The resolutions suggest that Amazon is ‘falling behind its peers’ in terms of recycling and reducing plastic packaging, and proposed to improve their recycling, reducing plastic demand by one third. In the proposal to remove plastic waste from Amazon packaging, a report from Pew found that if all current industry and government commitments were met, ocean plastic deposition could be reduced by seven percent. According to the report, Amazon does not currently disclose how much plastic packaging it uses, and is ‘believed to be one of the largest corporate users of flexible plastic packaging, which cannot be effectively recycled.”
“In contrast to consumer-packaged goods companies, Amazon’s greatest impact comes from helping other manufacturers reduce their use of plastic in packaging and reducing our own use of plastic for products repackaged for delivery,” the business said in response, suggesting that the shareholders reject the proposal. “In this regard, we have taken action to reduce reliance on the use of plastics in a number of areas, including products manufactured by other companies, packaging for shipment and delivery, our Amazon and other private label devices, and our physical stores.”
Workers’ Health & Safety
Regarding the treatment of its workers, the statement shared that as the second-largest employer of staff in the US, its health and safety issues have ‘a significant impact on its 1.3 million workers, their households and society’. Moreover, it shared that it is to the “extent that more workers of color are affected Amazon may perpetuate systemic racism”. The report cited that Amazon had ‘significantly’ higher injury rates at its warehouses, pre and post pandemic, and while Amazon has shared that it would be making ‘large’ investments in safety and initiatives, it does not publicly disclose the company’s lost time to injury rate, which it only shares to the federal government.

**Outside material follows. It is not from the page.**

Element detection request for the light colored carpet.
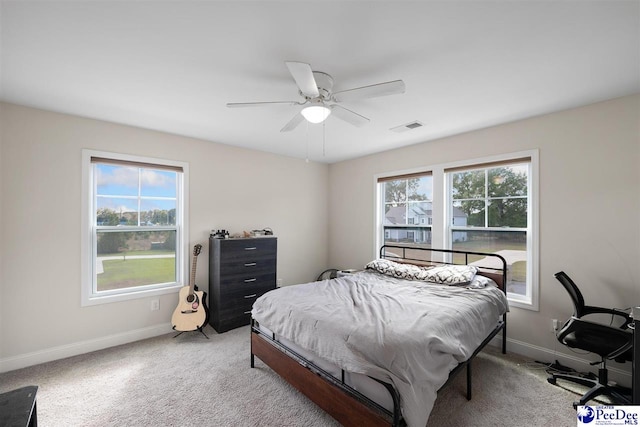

Again, Amazon recommended to its shareholders that they reject this resolution, saying that safety is internal to everything they do at Amazon. “Our founder and Executive Chair emphasized our commitment to safety in his 2020 Letter to Shareholders, stating that Amazon would strive to be “Earth’s Best Employer and Earth’s Safest Place to Work.” Additionally, as we reaffirmed in our Amazon Global Human Rights Principles, we strive to be the most safety-centric organization in the world,” the statement read. “This includes providing a clean, safe, and healthy work environment where the health and safety of our workers is a key priority. For us, one incident is too many. We believe that all workers should come to work and return home safely. No matter who our employees are, where they work, or what they do, we are committed to their safety and well-being every day.”